V.B. Raju, J.
1. This second appeal arises out of a finding of the first appellate Court that the suit open land is of the ownership of the plaintiffs by reason of their adverse possession for more than sixty years and that it does not belong to the defendant namely the State of Bombay.
2. No doubt the adequacy and sufficiency of evidence is always a question of fact and cannot be argued in second appeal. But whether user amounts to adverse possession is a question of law. It is also a question of law whether there is evidence of possession as distinguished from evidence of mere user. The concept of possession is an abstract one and it is not sufficient merely to prove user by tethering cattle as held in Framji Cursetji v. Goculdas Madhovji I.L.R. 16 Bombay 338 In that case in addition to tethering cattle some construction had also been made. But in spite of that it was held that the user by tethering cattle and the construction of a temporary structure would not amount to possession in the case of open land. Whether that would be sufficient or not to constitute possession is a question of law. It is true that we are here dealing with a blind alley in the middle of seven houses. In second appeal I must accept the appreciation of evidence by the first appellate Court. There is therefore evidence to show user of the site by tethering cattle for more than sixty years. But in my opinion that would not constitute possession. There is no evidence to prove that the user is exclusive user. It is true that the plaintiffs say that they are owners of the property. Ownership must of course be exclusive. But it is for the Court to decide who is the owner. If there is evidence of exclusive user then perhaps we can infer adverse possession.

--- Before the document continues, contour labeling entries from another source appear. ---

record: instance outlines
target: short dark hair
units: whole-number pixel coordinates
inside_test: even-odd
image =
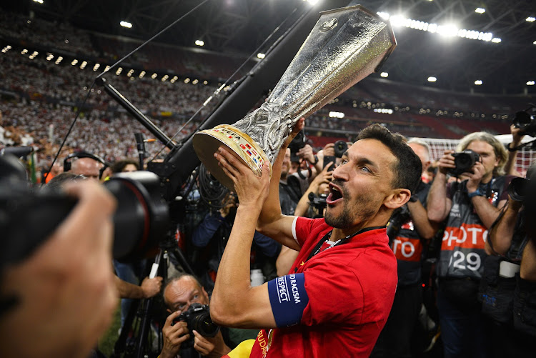
[[[372,124],[359,132],[357,140],[361,139],[376,139],[389,148],[397,159],[392,168],[394,177],[391,185],[394,189],[407,189],[413,193],[421,180],[422,164],[407,145],[405,138],[379,124]]]
[[[123,169],[124,169],[124,167],[126,166],[129,164],[132,164],[134,166],[136,166],[137,170],[139,170],[139,163],[134,159],[123,159],[120,160],[119,161],[116,161],[111,166],[110,166],[110,169],[111,169],[111,172],[115,173],[121,173],[123,171]]]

3. It may be that there is no evidence on behalf of the Government to show that the suit site belongs to the Government. But there is a presumption under Section 37 of the Land Revenue Code unless that presumption is rebutted by the plaintiffs. It is true that one of the witnesses for the defendant has stated that only the owners of the houses in the Falia can make the use of the Falia open land. He is giving evidence as to what rights the owners of the houses in the Falia have. He is not giving evidence on any question of fact. The question as to who can make uses of the Falia is a question for the Court to decide. It is not a fact on which evidence can be given. In any case this is a suit filed by the plaintiffs to establish their ownership by adverse possession and the burden is on them to prove the title by adverse possession for the requisite period. They led evidence in respect of user by tethering cattle. Such a user does not amount to possession and cannot give rise to adverse possession. No evidence has been led about adverse nature. On both these grounds I must hold that the plaintiffs have failed to prove their title by adverse possession.

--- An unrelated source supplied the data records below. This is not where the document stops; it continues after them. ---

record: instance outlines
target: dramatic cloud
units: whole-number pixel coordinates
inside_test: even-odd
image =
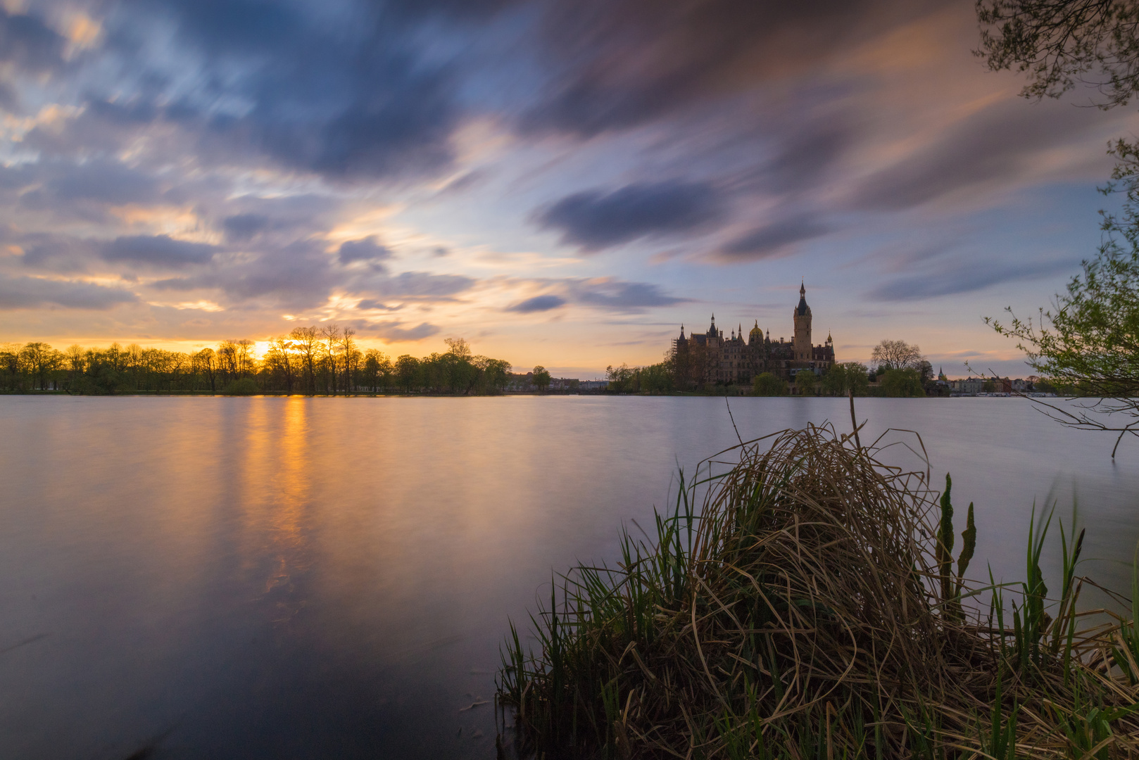
[[[63,62],[66,40],[35,16],[11,14],[0,6],[0,62],[41,72]]]
[[[920,301],[941,295],[981,291],[1005,283],[1071,272],[1077,263],[1072,260],[1007,264],[965,261],[956,264],[949,271],[900,277],[874,288],[867,294],[867,297],[874,301]]]
[[[103,246],[101,255],[107,261],[129,261],[178,269],[190,264],[204,264],[213,259],[216,252],[218,246],[175,240],[169,235],[154,237],[136,235],[110,240]]]
[[[138,296],[130,291],[92,283],[0,276],[0,309],[6,310],[44,307],[103,310],[136,301]]]
[[[562,0],[540,38],[554,75],[521,123],[592,137],[710,106],[745,83],[817,66],[909,13],[866,0]]]
[[[141,18],[116,18],[131,24],[123,36],[137,34],[136,25],[172,24],[183,55],[202,68],[198,87],[158,113],[198,132],[205,148],[254,150],[329,178],[451,162],[454,75],[425,59],[413,30],[378,8],[358,8],[337,27],[317,5],[192,0],[132,9]],[[241,107],[227,107],[235,103]]]
[[[269,218],[263,214],[233,214],[221,222],[226,238],[244,242],[252,239],[257,232],[269,226]]]
[[[795,243],[810,240],[829,231],[827,224],[812,216],[793,216],[759,227],[732,240],[720,250],[720,255],[737,261],[768,259],[788,253]]]
[[[539,223],[560,230],[564,243],[600,251],[647,235],[698,229],[720,219],[715,190],[704,182],[641,182],[604,193],[587,190],[541,210]]]
[[[525,301],[509,307],[507,311],[528,314],[535,311],[549,311],[550,309],[557,309],[558,307],[564,307],[565,303],[566,300],[559,295],[535,295],[532,299],[526,299]]]
[[[376,240],[375,235],[370,235],[362,240],[347,240],[341,244],[341,263],[349,264],[353,261],[383,261],[392,258],[392,251]]]
[[[1017,99],[943,0],[0,8],[0,340],[126,303],[120,340],[337,320],[522,357],[557,317],[604,366],[658,356],[686,302],[735,321],[804,273],[817,320],[869,294],[942,335],[993,283],[1062,286],[1104,144],[1139,132]]]
[[[474,285],[474,279],[459,275],[402,272],[380,280],[372,288],[372,292],[388,297],[433,301],[458,295]]]
[[[403,325],[403,322],[374,322],[369,326],[369,329],[382,341],[395,343],[421,341],[440,332],[437,326],[427,322],[421,322],[415,327],[404,327]]]
[[[1093,108],[1002,100],[941,134],[892,166],[871,174],[852,194],[859,209],[896,211],[954,191],[1031,172],[1049,150],[1103,123]]]
[[[665,295],[659,287],[648,283],[623,283],[612,279],[573,283],[568,289],[571,297],[577,303],[608,311],[641,311],[690,301]]]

4. The Learned Counsel for the respondents has relied on Section 110 of the Indian Evidence Act. That section would come into operation if possession is proved. But in case of mere user without possession that section does not come into operation.

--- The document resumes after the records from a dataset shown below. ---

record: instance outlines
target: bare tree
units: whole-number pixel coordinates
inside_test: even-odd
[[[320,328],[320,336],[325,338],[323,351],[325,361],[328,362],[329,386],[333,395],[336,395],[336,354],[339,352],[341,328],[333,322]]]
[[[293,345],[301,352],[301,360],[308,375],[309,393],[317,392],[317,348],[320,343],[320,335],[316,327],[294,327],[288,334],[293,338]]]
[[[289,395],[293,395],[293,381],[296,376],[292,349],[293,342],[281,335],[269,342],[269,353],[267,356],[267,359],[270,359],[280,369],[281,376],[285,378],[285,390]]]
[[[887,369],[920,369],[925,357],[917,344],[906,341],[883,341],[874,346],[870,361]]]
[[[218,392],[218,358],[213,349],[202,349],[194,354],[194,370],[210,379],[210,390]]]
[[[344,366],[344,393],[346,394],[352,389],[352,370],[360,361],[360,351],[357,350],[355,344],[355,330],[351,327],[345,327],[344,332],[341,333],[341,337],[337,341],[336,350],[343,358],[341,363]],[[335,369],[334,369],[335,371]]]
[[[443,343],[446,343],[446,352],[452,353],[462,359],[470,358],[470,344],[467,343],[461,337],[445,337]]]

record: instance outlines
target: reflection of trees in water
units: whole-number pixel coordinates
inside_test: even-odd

It is true that there is a blind alley in the present case. The suit open site in a blind alley can belong to some or all the owners of the houses in the Falia or it may be public street. There is a presumption under Section 37 of Land Revenue Code which can be rebutted under the said Code by the plaintiffs by leading evidence to prove possession for the requisite period. But this has not been done. As already observed the evidence of user is not evidence of possession and certainly it is not the evidence of adverse possession.
I, therefore, allow this second appeal and dismiss the plaintiffs suit. There will be no orders as to costs.
Certificate for leave to appeal under Clause 15 of the Letters Patent is grarrfed.